A cooperativa chegava a receber um milhão de toneladas de uvas, mas, no ano passado, foi abastecida com 300 mil toneladas. “Esse ano vai reduzir mais ainda”, prevê Guerra. Conforme o presidente da São José, os sócios da vinícola, de 92 anos, estão reduzindo em 50% os próprios vinhedos. “É lamentável, se continuar a deriva. A cooperativa vai acabar fechando”, lamenta o administrador. Dados da cooperativa indicam que 15% dos associados desistiram da vitivinicultura.
A presidente da Associação dos Vitivinicultores da Região Centro do RS, Aline de Oliveira Fogaça, representa vários produtores impactados pelo mesmo problema.

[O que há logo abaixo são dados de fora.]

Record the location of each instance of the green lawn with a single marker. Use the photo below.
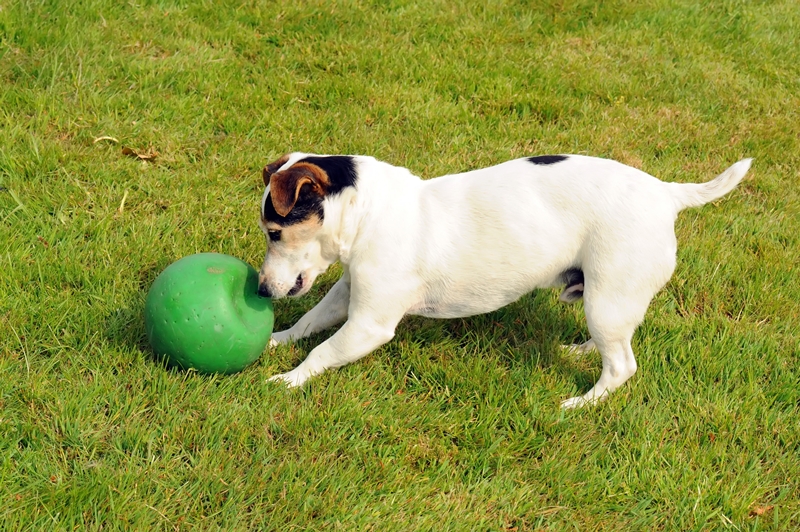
(454, 425)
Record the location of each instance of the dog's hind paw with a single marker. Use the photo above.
(580, 349)
(279, 338)
(574, 402)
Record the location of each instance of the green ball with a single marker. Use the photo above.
(203, 312)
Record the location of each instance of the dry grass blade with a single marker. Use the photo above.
(149, 155)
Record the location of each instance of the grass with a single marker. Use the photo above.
(454, 425)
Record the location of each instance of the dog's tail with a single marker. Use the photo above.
(695, 194)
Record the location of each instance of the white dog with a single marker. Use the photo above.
(470, 243)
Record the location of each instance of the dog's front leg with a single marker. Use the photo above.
(356, 339)
(332, 310)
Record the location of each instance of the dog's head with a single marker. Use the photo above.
(299, 190)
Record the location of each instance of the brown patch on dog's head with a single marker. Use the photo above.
(273, 167)
(285, 186)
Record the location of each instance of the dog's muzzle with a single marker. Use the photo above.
(264, 291)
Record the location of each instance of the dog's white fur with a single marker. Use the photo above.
(470, 243)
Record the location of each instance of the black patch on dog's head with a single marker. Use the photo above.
(547, 159)
(332, 174)
(307, 205)
(341, 170)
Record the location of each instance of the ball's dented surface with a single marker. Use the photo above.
(203, 312)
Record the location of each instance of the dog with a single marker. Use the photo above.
(469, 243)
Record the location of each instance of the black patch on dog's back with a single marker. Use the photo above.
(547, 159)
(573, 278)
(341, 170)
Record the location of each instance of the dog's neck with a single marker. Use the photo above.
(357, 209)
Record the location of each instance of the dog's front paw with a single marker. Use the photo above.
(279, 338)
(293, 378)
(574, 402)
(580, 349)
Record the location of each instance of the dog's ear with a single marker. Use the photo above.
(272, 167)
(286, 185)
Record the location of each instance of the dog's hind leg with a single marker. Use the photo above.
(612, 314)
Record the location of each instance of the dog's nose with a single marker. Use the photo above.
(263, 291)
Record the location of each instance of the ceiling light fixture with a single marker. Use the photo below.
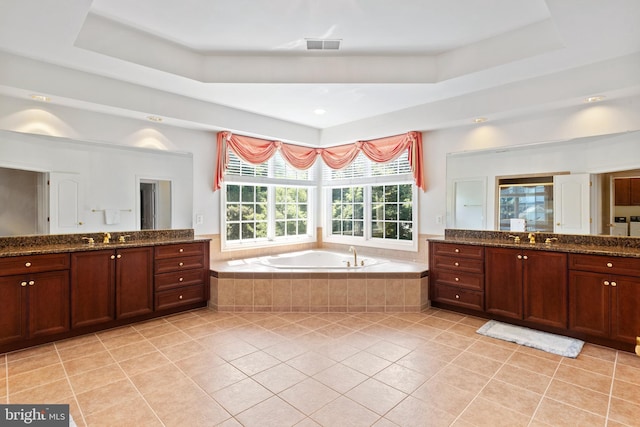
(594, 98)
(40, 98)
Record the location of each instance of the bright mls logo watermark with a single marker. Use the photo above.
(34, 415)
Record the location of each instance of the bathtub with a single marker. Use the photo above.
(318, 281)
(317, 260)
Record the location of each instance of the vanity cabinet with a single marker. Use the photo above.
(181, 274)
(34, 291)
(110, 284)
(456, 275)
(604, 295)
(527, 285)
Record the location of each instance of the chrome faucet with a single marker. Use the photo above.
(355, 255)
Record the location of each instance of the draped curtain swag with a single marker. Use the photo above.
(381, 150)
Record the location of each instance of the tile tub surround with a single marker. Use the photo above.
(319, 292)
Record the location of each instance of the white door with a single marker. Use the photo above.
(571, 204)
(64, 203)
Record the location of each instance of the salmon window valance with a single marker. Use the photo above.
(257, 151)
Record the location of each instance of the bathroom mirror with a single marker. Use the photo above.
(51, 185)
(603, 157)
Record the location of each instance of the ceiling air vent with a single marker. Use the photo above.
(323, 44)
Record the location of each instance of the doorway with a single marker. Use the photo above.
(155, 204)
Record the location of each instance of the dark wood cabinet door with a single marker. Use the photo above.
(48, 296)
(503, 282)
(589, 301)
(545, 288)
(13, 317)
(625, 312)
(622, 191)
(92, 287)
(134, 282)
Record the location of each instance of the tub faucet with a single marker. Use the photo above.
(355, 255)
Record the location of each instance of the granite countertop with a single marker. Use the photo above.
(568, 243)
(49, 244)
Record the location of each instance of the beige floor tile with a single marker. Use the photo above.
(555, 413)
(279, 378)
(273, 412)
(340, 377)
(344, 412)
(241, 396)
(413, 412)
(376, 396)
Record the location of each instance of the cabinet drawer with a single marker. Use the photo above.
(605, 264)
(33, 264)
(180, 296)
(178, 279)
(466, 251)
(457, 296)
(179, 250)
(450, 263)
(178, 264)
(463, 280)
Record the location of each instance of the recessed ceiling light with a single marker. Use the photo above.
(594, 98)
(40, 98)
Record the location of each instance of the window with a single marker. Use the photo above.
(528, 198)
(371, 204)
(266, 204)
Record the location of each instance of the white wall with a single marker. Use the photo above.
(554, 125)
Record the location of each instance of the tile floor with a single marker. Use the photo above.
(205, 368)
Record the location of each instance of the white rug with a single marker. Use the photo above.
(551, 343)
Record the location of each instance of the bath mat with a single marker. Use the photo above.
(551, 343)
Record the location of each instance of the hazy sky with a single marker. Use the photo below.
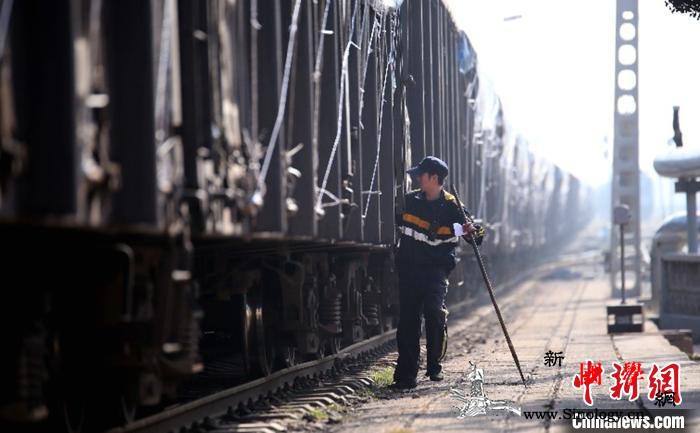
(554, 70)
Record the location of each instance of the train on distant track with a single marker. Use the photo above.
(185, 178)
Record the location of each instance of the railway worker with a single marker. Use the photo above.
(430, 227)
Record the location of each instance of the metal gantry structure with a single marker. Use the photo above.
(625, 180)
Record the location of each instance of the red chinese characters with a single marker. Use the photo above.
(665, 381)
(589, 373)
(627, 378)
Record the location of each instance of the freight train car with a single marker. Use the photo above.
(184, 180)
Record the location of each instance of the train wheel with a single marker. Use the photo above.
(335, 344)
(263, 348)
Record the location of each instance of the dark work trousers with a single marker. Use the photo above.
(422, 289)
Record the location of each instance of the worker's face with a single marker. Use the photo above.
(428, 182)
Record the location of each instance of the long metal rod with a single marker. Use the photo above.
(490, 288)
(622, 262)
(691, 209)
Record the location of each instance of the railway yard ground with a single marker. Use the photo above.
(559, 310)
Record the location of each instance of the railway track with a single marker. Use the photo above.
(263, 405)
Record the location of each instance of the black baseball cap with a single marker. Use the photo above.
(430, 165)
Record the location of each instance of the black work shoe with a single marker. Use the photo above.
(436, 377)
(401, 385)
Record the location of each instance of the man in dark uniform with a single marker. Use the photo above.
(430, 227)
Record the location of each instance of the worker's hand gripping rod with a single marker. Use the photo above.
(488, 286)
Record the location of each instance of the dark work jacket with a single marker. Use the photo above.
(427, 232)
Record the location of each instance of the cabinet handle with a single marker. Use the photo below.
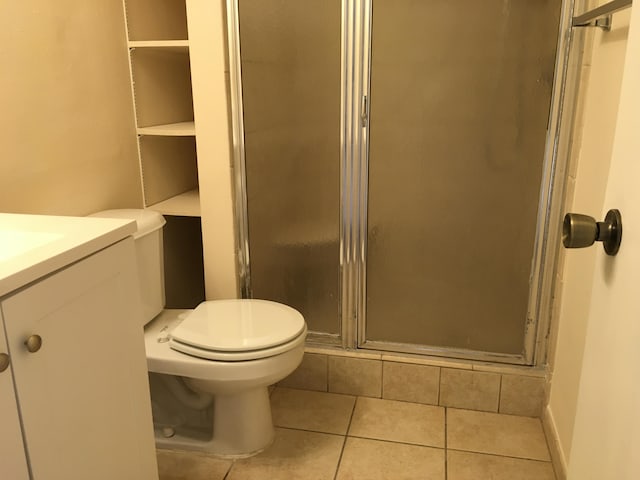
(33, 343)
(4, 362)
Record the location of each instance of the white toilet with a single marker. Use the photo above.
(231, 349)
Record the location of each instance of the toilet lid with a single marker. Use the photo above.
(239, 325)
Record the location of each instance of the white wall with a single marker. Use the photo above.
(67, 128)
(595, 127)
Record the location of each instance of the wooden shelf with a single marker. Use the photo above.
(168, 45)
(186, 205)
(181, 129)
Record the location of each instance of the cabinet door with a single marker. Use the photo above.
(13, 462)
(84, 396)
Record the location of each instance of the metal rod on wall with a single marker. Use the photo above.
(592, 17)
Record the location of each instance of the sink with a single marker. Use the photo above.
(14, 243)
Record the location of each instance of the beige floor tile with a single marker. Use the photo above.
(295, 454)
(496, 434)
(476, 466)
(376, 460)
(179, 465)
(307, 410)
(310, 375)
(398, 421)
(522, 395)
(468, 389)
(410, 383)
(355, 376)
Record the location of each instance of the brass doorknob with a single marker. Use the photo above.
(4, 362)
(579, 231)
(33, 343)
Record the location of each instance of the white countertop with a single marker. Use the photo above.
(32, 246)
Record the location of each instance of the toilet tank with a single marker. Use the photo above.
(149, 254)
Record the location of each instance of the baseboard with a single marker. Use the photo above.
(557, 455)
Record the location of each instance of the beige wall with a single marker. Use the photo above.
(67, 125)
(595, 126)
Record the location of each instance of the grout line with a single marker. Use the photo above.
(327, 385)
(310, 431)
(446, 446)
(501, 456)
(439, 384)
(344, 443)
(397, 442)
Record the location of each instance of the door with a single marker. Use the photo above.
(606, 436)
(14, 461)
(84, 395)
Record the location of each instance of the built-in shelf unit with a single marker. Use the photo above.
(158, 43)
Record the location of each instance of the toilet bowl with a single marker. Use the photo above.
(231, 349)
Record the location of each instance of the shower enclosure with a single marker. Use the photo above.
(394, 167)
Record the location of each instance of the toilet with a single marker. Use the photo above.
(230, 349)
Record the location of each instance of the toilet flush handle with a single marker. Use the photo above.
(4, 362)
(33, 343)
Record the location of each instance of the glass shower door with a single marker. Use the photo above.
(290, 60)
(459, 102)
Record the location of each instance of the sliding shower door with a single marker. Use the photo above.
(390, 157)
(290, 61)
(460, 96)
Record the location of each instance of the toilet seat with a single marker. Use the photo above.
(238, 330)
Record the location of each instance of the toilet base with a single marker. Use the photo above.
(242, 427)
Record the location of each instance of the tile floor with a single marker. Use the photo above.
(331, 436)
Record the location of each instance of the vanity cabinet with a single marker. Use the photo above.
(75, 400)
(13, 461)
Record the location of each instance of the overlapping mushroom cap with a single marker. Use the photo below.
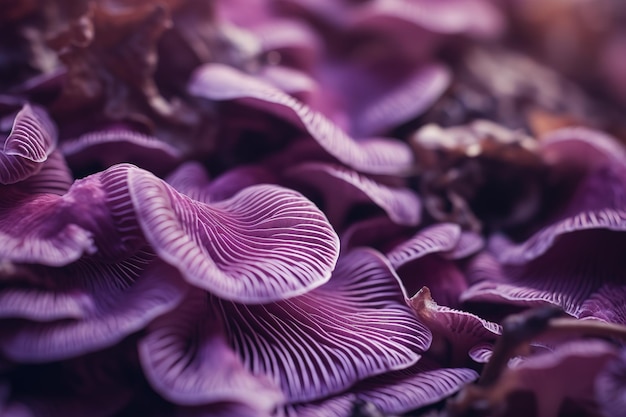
(304, 208)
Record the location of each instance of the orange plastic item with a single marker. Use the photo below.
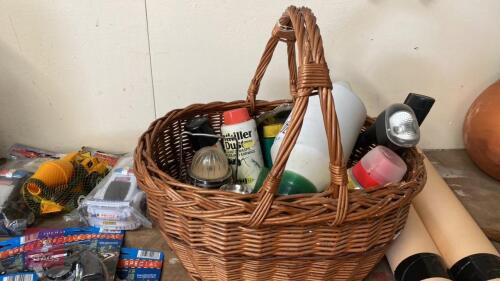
(53, 173)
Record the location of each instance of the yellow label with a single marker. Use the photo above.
(47, 207)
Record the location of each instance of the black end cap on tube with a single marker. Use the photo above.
(477, 267)
(420, 104)
(421, 266)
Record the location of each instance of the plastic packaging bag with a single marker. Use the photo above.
(139, 264)
(116, 203)
(61, 254)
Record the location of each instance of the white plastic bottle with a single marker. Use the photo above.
(309, 158)
(239, 125)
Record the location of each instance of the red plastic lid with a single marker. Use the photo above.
(236, 116)
(363, 177)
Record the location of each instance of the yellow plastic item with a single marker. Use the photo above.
(92, 165)
(53, 173)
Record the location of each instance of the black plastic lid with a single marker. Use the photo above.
(421, 266)
(420, 104)
(477, 267)
(202, 126)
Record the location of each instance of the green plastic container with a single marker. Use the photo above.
(291, 183)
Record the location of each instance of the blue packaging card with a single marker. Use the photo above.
(139, 264)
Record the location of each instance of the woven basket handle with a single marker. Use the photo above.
(298, 25)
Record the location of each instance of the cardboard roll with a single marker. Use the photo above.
(464, 247)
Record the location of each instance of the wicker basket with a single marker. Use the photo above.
(334, 235)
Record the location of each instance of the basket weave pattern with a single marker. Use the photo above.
(333, 235)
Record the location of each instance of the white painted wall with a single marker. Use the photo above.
(77, 72)
(74, 73)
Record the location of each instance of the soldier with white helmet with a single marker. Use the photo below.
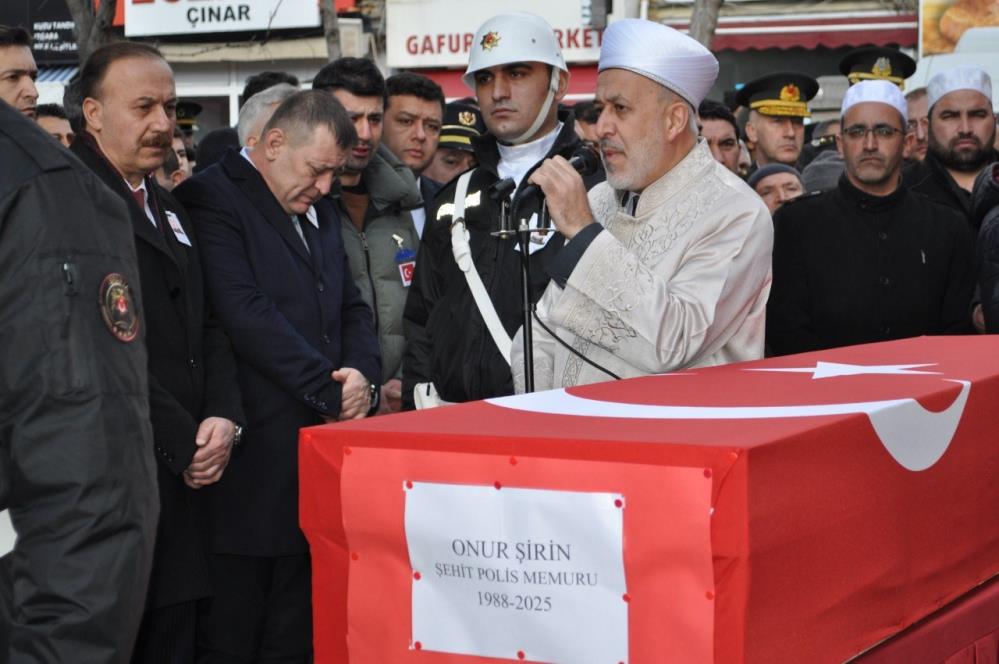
(459, 320)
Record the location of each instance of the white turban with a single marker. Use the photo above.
(966, 77)
(660, 53)
(880, 91)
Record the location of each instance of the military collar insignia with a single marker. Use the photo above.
(490, 40)
(118, 308)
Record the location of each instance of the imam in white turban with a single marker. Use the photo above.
(967, 77)
(880, 91)
(660, 53)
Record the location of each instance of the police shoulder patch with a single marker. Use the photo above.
(118, 307)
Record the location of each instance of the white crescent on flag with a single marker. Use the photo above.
(915, 437)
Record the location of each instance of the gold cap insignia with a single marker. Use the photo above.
(490, 40)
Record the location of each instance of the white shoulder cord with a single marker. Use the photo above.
(463, 257)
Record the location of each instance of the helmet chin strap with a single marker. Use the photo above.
(543, 113)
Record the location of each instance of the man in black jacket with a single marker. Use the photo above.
(870, 260)
(519, 76)
(76, 470)
(307, 352)
(128, 106)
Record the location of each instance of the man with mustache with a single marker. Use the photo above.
(667, 264)
(458, 340)
(376, 195)
(870, 260)
(18, 70)
(129, 105)
(778, 106)
(961, 132)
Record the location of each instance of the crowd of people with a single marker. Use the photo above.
(174, 314)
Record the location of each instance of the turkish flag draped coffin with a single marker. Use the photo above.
(795, 509)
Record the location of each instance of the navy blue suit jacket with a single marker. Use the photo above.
(293, 316)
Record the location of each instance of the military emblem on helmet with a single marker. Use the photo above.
(118, 307)
(882, 68)
(790, 92)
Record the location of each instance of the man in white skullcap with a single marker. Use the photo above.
(961, 133)
(457, 334)
(667, 265)
(869, 260)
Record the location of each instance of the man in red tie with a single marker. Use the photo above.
(129, 109)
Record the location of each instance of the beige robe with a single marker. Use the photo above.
(683, 283)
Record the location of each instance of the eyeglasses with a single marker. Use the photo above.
(881, 132)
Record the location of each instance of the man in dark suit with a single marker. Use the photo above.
(307, 352)
(128, 107)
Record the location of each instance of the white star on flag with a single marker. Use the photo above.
(834, 369)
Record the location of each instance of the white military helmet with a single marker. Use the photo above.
(517, 37)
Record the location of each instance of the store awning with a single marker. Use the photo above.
(582, 81)
(830, 30)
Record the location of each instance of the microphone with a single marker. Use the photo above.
(584, 160)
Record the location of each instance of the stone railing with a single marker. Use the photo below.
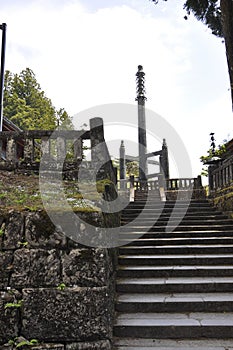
(220, 174)
(186, 187)
(60, 149)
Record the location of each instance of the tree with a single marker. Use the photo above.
(27, 106)
(218, 16)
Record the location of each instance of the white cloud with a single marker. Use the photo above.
(84, 58)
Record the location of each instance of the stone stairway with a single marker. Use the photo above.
(175, 288)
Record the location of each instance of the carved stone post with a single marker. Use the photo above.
(164, 162)
(11, 150)
(78, 149)
(61, 148)
(29, 149)
(99, 151)
(122, 164)
(45, 146)
(142, 143)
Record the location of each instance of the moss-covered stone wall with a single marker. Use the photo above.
(54, 293)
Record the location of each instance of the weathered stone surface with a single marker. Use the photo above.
(14, 230)
(37, 347)
(40, 232)
(9, 316)
(66, 316)
(6, 259)
(97, 345)
(35, 268)
(49, 347)
(85, 267)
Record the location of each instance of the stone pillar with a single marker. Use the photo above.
(97, 139)
(142, 143)
(99, 151)
(122, 161)
(78, 149)
(61, 148)
(11, 150)
(210, 178)
(164, 161)
(45, 146)
(29, 150)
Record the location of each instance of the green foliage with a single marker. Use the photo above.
(17, 343)
(15, 305)
(26, 105)
(61, 286)
(206, 11)
(23, 244)
(100, 185)
(219, 152)
(132, 168)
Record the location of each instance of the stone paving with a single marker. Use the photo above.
(175, 289)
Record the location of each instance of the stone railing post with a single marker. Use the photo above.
(122, 165)
(164, 162)
(99, 150)
(45, 146)
(78, 149)
(29, 149)
(11, 154)
(61, 148)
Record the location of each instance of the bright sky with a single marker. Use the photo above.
(86, 52)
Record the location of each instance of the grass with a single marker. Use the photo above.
(21, 192)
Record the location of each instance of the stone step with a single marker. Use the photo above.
(167, 210)
(135, 227)
(177, 302)
(174, 235)
(150, 271)
(175, 285)
(172, 344)
(174, 260)
(177, 241)
(182, 249)
(174, 326)
(184, 222)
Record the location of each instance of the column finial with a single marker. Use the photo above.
(140, 80)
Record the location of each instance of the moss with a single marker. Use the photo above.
(22, 193)
(100, 185)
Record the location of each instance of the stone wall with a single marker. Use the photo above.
(53, 289)
(223, 200)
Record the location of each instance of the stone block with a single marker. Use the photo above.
(71, 315)
(13, 230)
(9, 319)
(85, 267)
(35, 268)
(49, 347)
(97, 345)
(40, 232)
(6, 259)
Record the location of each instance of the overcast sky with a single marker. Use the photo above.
(85, 53)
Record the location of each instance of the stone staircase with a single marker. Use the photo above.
(175, 287)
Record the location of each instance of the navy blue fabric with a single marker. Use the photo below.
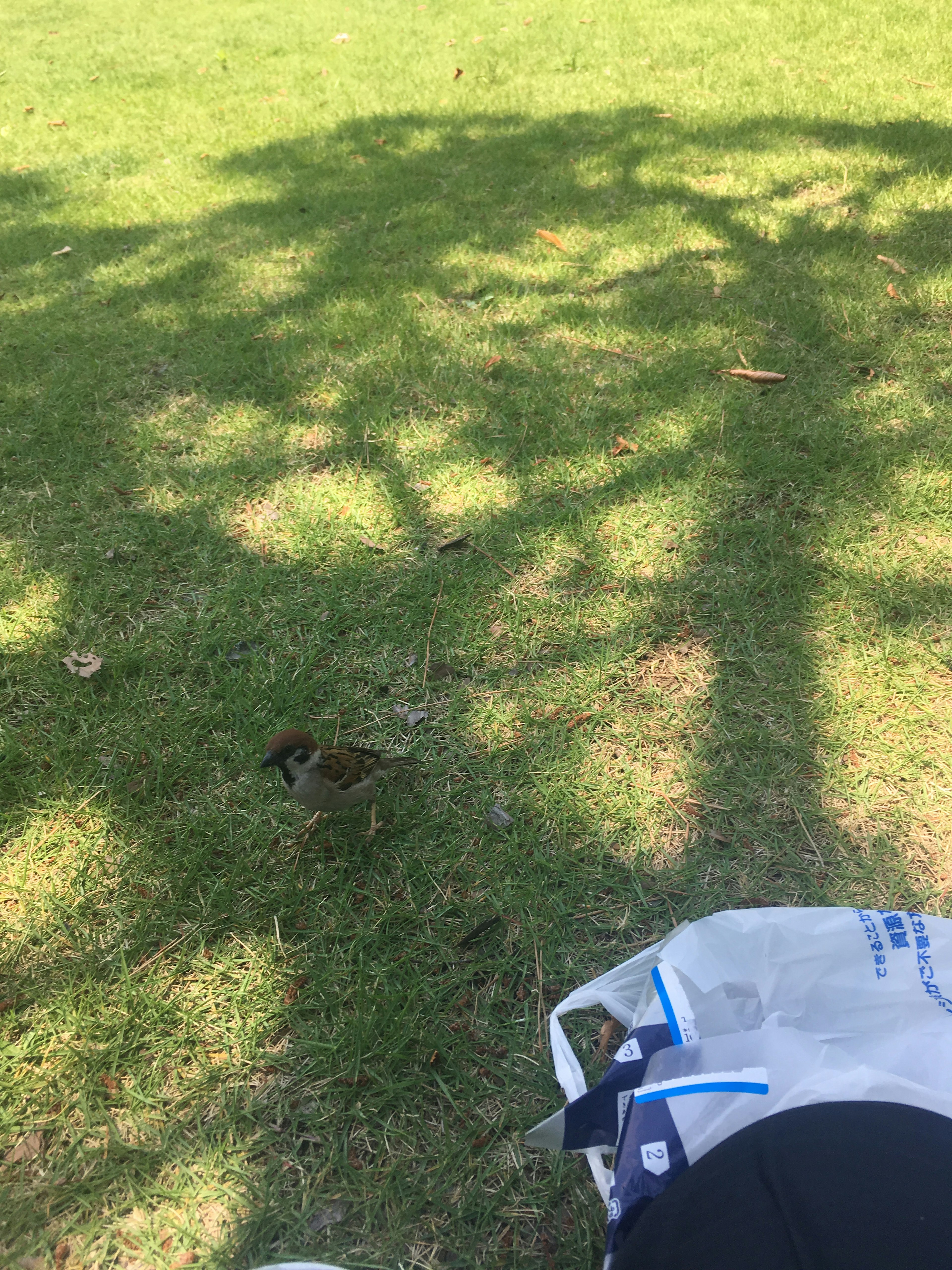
(592, 1121)
(829, 1187)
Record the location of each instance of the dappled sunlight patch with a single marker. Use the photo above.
(35, 618)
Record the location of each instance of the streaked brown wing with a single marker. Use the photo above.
(347, 765)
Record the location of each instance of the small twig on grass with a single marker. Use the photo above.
(493, 559)
(427, 658)
(675, 808)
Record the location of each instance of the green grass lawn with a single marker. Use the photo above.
(306, 308)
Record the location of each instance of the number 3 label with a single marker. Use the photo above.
(654, 1157)
(629, 1052)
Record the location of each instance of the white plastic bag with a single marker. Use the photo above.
(746, 1014)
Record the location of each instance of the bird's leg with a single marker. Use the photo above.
(375, 826)
(311, 826)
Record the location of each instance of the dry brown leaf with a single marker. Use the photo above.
(461, 544)
(27, 1149)
(756, 377)
(82, 664)
(605, 1038)
(579, 719)
(888, 260)
(624, 447)
(294, 988)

Aline afirma que o primeiro laudo comprovando os impactos do 2,4-D data de 2019. A substância provém de lavouras distantes cerca de 20 quilômetros de sua propriedade, em Itaara, assegura a produtora rural.
“Uma quantidade pequena de deriva começou a chegar na região, causando nas frutíferas, em geral, uma queda da vitalidade ao longo do tempo. É algo bem gradual, que vai deixando a planta fraca, como se fosse uma anemia, e aos poucos vai parando a produção ou sofrendo ataque de patógenos”, relata.
“Meus vizinhos não tem mais frutíferas. As árvores entraram em declínio e até as nativas estão morrendo. Também notamos uma queda da biodiversidade”, salienta Aline. Sua vinícola, a Velho Amâncio, soma prejuízos entre R$ 400 mil e R$ 500 mil desde 2019.
No último dia 6, o Instituto de Gestão, Planejamento e Desenvolvimento da Vitivinicultura do Estado (Consevitis-RS) e a Federação das Cooperativas Vinícolas do RS (Fecovinho), entre outras entidades, lançaram a Carta de Jaguari. O documento alerta para os graves impactos causados pela deriva de herbicidas hormonais, prejudicando reprodução animal e o meio ambiente nos biomas Pampa e Mata Atlântica.
“A continuidade do uso de herbicidas hormonais ameaça a diversidade agrícola e a saúde da população, e compromete setores importantes da economia nacional, como a vitivinicultura, a fruticultura e outras culturas nas quais se comprovam danos”, enfatiza Helio Marchioro, conselheiro do Consevitis.